RUB Scientists around Dr. Dirk Jancke, Institut für Neuroinformatik, have now successfully implemented these complex interaction dynamics within a computational model. A so-called neural field was used in which the impact of each model neuron is defined by its distant-dependent interaction radius: close neighbors are strongly coupled and further distant neurons are gradually less interacting. Two layers one excitatory, one inhibitory, are recurrently connected such that a local input leads to transient activity that emerges focally followed by propagating activity. Therefore, the entire field dynamics are no longer determined by the sensory input alone but governed to a wide extent by the interaction profile across the neural field. Consequently, within such a model, the overall activity pattern is characterized by interactions that facilitate distant pre-activation far away from any local input.
Such pre-activation may play an important role during processing of moving objects. Given that processing takes time starting from the retina, the brain receives information about the external world with a permanent delay. In order to counterbalance such delays, pre-activation may serve a “forewarning” of neurons that represent locations ahead of an object trajectory and thus, may enable a more rapid crossing of firing thresholds to save important processing times.
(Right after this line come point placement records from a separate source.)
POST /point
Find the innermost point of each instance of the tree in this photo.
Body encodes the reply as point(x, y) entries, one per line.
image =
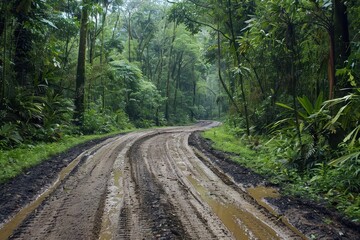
point(80, 71)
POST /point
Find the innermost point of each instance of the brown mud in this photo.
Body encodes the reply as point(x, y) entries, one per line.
point(314, 220)
point(152, 185)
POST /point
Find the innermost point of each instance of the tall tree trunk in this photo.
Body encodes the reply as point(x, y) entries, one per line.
point(341, 43)
point(167, 117)
point(177, 81)
point(130, 37)
point(103, 32)
point(22, 60)
point(331, 63)
point(237, 60)
point(80, 71)
point(223, 84)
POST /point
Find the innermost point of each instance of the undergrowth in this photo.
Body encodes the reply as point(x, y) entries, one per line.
point(15, 161)
point(321, 183)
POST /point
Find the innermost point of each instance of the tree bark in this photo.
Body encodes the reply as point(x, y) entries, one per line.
point(80, 72)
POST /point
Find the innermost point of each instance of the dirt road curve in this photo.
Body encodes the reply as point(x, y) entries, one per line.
point(145, 185)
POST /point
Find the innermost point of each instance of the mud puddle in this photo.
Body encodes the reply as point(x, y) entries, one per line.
point(242, 224)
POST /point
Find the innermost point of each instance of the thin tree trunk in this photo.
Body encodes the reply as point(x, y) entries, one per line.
point(237, 55)
point(169, 75)
point(80, 72)
point(231, 98)
point(129, 33)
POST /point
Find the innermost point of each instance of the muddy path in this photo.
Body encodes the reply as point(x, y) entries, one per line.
point(146, 185)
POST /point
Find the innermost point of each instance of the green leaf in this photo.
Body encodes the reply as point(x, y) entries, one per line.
point(51, 24)
point(284, 106)
point(306, 104)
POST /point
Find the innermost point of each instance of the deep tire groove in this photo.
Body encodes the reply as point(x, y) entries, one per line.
point(157, 211)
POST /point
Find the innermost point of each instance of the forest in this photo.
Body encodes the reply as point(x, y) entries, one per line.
point(282, 75)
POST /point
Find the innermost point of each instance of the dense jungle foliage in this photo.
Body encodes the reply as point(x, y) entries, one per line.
point(283, 73)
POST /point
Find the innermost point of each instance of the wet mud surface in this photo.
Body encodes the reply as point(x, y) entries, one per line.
point(153, 185)
point(313, 220)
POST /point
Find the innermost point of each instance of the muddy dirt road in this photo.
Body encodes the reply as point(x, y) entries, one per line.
point(147, 185)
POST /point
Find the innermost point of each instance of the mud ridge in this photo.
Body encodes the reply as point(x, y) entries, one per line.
point(163, 220)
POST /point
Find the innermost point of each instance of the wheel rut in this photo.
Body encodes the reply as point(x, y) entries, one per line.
point(148, 185)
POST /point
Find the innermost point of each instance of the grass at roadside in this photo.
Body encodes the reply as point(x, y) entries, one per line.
point(263, 156)
point(15, 161)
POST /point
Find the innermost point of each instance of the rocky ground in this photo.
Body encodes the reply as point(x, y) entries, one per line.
point(153, 185)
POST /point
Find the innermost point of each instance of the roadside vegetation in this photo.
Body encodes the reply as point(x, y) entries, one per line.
point(284, 73)
point(274, 156)
point(16, 161)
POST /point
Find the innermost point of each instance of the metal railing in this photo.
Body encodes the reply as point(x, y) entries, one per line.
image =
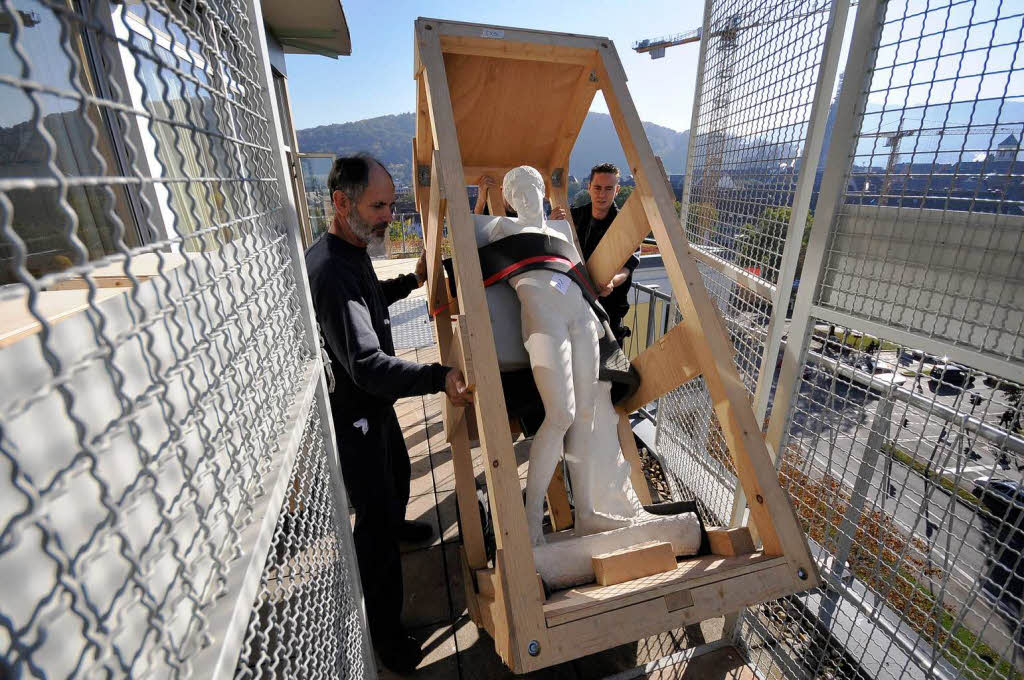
point(897, 424)
point(171, 503)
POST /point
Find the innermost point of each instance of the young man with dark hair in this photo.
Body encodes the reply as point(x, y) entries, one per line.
point(351, 308)
point(591, 221)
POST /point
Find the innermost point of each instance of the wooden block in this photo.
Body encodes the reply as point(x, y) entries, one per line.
point(730, 542)
point(558, 501)
point(634, 562)
point(678, 600)
point(485, 583)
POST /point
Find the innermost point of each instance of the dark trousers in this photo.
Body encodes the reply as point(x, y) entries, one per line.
point(376, 468)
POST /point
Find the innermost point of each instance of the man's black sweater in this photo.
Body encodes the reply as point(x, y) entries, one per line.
point(590, 231)
point(351, 309)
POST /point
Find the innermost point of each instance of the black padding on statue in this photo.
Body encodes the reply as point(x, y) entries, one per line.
point(524, 252)
point(679, 508)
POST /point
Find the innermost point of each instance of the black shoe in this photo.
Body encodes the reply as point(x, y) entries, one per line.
point(415, 532)
point(400, 654)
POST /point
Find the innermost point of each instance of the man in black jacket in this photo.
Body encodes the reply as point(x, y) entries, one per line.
point(352, 311)
point(591, 222)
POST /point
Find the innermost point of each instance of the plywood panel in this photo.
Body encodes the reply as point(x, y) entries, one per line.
point(509, 112)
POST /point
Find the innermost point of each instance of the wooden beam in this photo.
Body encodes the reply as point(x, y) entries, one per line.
point(633, 562)
point(504, 36)
point(502, 49)
point(730, 542)
point(574, 603)
point(625, 235)
point(669, 363)
point(459, 353)
point(558, 501)
point(472, 599)
point(629, 445)
point(651, 617)
point(433, 227)
point(518, 576)
point(773, 514)
point(584, 91)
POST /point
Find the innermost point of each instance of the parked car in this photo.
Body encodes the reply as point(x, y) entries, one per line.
point(950, 374)
point(1003, 521)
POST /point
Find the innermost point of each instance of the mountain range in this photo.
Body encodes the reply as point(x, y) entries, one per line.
point(389, 138)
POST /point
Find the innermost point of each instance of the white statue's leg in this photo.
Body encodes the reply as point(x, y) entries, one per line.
point(587, 452)
point(546, 334)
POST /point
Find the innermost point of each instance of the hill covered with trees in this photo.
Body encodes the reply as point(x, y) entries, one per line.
point(388, 137)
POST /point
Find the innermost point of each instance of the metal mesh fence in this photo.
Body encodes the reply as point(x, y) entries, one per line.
point(157, 359)
point(903, 441)
point(761, 65)
point(305, 622)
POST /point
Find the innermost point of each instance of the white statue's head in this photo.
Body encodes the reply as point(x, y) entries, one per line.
point(523, 188)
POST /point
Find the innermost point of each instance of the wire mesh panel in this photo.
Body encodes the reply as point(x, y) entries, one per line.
point(902, 447)
point(156, 346)
point(761, 64)
point(305, 622)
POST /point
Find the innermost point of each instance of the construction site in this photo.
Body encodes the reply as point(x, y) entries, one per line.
point(825, 326)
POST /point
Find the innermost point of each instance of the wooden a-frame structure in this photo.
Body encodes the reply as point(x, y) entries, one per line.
point(491, 98)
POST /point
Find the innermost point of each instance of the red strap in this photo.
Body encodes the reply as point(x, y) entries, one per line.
point(521, 263)
point(512, 268)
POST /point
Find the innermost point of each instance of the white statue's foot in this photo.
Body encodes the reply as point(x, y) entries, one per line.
point(595, 522)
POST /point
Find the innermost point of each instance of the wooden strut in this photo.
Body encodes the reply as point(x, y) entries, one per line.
point(458, 138)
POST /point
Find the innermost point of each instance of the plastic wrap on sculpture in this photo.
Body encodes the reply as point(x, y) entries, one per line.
point(560, 332)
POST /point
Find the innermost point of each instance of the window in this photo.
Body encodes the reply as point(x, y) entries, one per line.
point(51, 143)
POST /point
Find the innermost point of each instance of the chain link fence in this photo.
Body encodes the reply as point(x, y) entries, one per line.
point(171, 504)
point(900, 439)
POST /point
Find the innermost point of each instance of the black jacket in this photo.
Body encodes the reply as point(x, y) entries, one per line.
point(351, 309)
point(590, 231)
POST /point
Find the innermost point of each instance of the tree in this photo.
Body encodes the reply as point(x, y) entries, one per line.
point(762, 243)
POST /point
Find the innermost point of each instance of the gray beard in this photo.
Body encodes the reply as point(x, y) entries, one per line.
point(365, 230)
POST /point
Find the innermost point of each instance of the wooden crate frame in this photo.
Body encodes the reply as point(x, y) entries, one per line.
point(489, 98)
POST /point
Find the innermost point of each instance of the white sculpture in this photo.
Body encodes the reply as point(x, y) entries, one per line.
point(561, 332)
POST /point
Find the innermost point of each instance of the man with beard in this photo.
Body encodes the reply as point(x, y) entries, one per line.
point(352, 311)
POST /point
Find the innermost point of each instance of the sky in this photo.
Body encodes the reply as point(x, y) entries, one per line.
point(377, 79)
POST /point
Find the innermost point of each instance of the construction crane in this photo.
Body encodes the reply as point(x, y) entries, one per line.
point(655, 46)
point(727, 31)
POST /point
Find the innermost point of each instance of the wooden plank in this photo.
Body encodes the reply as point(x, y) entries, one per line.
point(472, 603)
point(623, 238)
point(633, 562)
point(587, 600)
point(663, 367)
point(558, 501)
point(486, 580)
point(16, 322)
point(586, 636)
point(583, 96)
point(774, 517)
point(629, 445)
point(465, 490)
point(433, 227)
point(730, 542)
point(458, 353)
point(476, 46)
point(525, 38)
point(524, 128)
point(678, 600)
point(518, 574)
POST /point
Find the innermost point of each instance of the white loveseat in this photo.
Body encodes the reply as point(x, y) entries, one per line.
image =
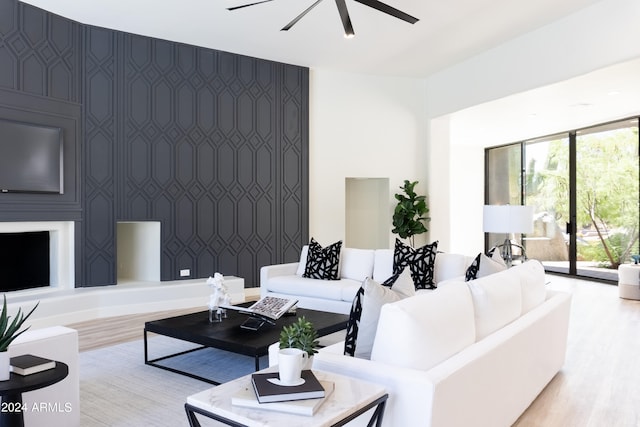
point(467, 354)
point(57, 405)
point(336, 296)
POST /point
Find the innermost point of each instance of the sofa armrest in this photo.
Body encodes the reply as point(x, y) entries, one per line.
point(269, 271)
point(410, 391)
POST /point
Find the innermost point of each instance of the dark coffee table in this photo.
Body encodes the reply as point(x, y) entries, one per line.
point(229, 336)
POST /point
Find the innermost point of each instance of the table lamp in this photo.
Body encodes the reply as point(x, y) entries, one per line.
point(508, 219)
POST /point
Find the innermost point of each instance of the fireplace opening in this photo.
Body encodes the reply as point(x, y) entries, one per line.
point(24, 260)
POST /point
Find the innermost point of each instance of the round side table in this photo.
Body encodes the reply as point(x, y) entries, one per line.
point(629, 281)
point(12, 408)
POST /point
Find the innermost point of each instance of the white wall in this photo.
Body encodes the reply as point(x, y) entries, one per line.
point(361, 126)
point(601, 35)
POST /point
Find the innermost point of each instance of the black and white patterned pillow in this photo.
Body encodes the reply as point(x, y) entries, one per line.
point(420, 261)
point(323, 263)
point(484, 265)
point(472, 270)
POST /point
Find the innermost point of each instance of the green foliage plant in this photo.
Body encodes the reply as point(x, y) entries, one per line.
point(300, 334)
point(409, 215)
point(10, 331)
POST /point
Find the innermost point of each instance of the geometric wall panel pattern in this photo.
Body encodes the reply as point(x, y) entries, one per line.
point(211, 144)
point(39, 52)
point(208, 139)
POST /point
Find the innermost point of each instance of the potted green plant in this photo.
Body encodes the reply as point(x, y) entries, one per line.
point(301, 335)
point(409, 215)
point(9, 331)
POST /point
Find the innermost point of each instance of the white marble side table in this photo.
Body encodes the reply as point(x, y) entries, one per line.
point(350, 399)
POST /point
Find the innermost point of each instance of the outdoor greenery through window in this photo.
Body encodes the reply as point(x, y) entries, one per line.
point(584, 187)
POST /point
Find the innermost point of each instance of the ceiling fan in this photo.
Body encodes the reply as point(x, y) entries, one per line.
point(344, 13)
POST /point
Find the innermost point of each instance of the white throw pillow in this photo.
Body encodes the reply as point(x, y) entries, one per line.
point(375, 296)
point(356, 264)
point(490, 265)
point(422, 331)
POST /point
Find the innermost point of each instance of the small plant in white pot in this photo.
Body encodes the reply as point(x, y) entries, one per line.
point(301, 335)
point(9, 331)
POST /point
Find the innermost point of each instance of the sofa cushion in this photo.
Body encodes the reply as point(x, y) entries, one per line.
point(372, 295)
point(449, 266)
point(356, 264)
point(323, 263)
point(497, 301)
point(376, 295)
point(483, 266)
point(420, 261)
point(422, 331)
point(532, 282)
point(353, 324)
point(339, 290)
point(383, 264)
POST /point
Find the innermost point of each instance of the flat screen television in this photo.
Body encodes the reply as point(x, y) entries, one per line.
point(30, 158)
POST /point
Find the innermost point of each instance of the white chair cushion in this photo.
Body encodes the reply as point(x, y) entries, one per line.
point(497, 301)
point(356, 264)
point(422, 331)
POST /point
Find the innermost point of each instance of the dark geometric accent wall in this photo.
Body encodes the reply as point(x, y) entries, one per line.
point(212, 145)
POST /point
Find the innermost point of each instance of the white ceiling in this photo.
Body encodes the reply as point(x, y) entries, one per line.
point(448, 31)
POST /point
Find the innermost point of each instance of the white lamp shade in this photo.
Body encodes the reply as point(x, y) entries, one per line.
point(507, 219)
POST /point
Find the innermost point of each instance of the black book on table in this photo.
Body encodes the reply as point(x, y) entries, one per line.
point(267, 391)
point(28, 364)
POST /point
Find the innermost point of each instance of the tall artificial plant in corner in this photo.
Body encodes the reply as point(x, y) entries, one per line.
point(409, 216)
point(9, 331)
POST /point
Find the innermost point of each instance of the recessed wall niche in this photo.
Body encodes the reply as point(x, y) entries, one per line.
point(138, 251)
point(368, 216)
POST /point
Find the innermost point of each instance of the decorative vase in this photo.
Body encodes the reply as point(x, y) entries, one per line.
point(5, 373)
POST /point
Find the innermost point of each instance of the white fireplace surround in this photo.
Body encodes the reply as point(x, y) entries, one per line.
point(61, 248)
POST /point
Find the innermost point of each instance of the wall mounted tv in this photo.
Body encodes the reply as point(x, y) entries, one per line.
point(30, 158)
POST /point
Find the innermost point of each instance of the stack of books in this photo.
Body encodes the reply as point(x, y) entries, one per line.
point(304, 399)
point(28, 364)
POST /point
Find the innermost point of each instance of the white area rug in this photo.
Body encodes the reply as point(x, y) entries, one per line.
point(118, 389)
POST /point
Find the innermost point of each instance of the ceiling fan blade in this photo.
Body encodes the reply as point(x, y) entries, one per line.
point(344, 16)
point(247, 5)
point(299, 17)
point(385, 8)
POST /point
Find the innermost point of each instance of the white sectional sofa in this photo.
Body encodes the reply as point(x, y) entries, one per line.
point(467, 354)
point(57, 405)
point(336, 296)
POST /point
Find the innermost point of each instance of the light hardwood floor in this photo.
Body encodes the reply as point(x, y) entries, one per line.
point(599, 384)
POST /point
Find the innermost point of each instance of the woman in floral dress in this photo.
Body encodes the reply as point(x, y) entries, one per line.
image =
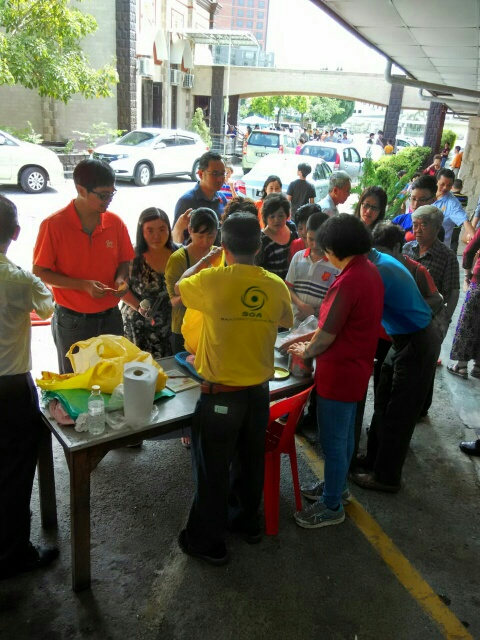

What can we generally learn from such a field model regarding brain function? Neural fields allow for a mathematical framework of how the brain operates beyond a simple passive mapping of external events but conducts inter-“active” information processing leading, in limit cases, to what we call illusions. The future challenge will be to implement neural fields for more complex visual stimulus scenarios. Here, it may be an important advantage that this model class allows abstraction from single neuron activity and provides a mathematically handy description in terms of interactive cortical network functioning.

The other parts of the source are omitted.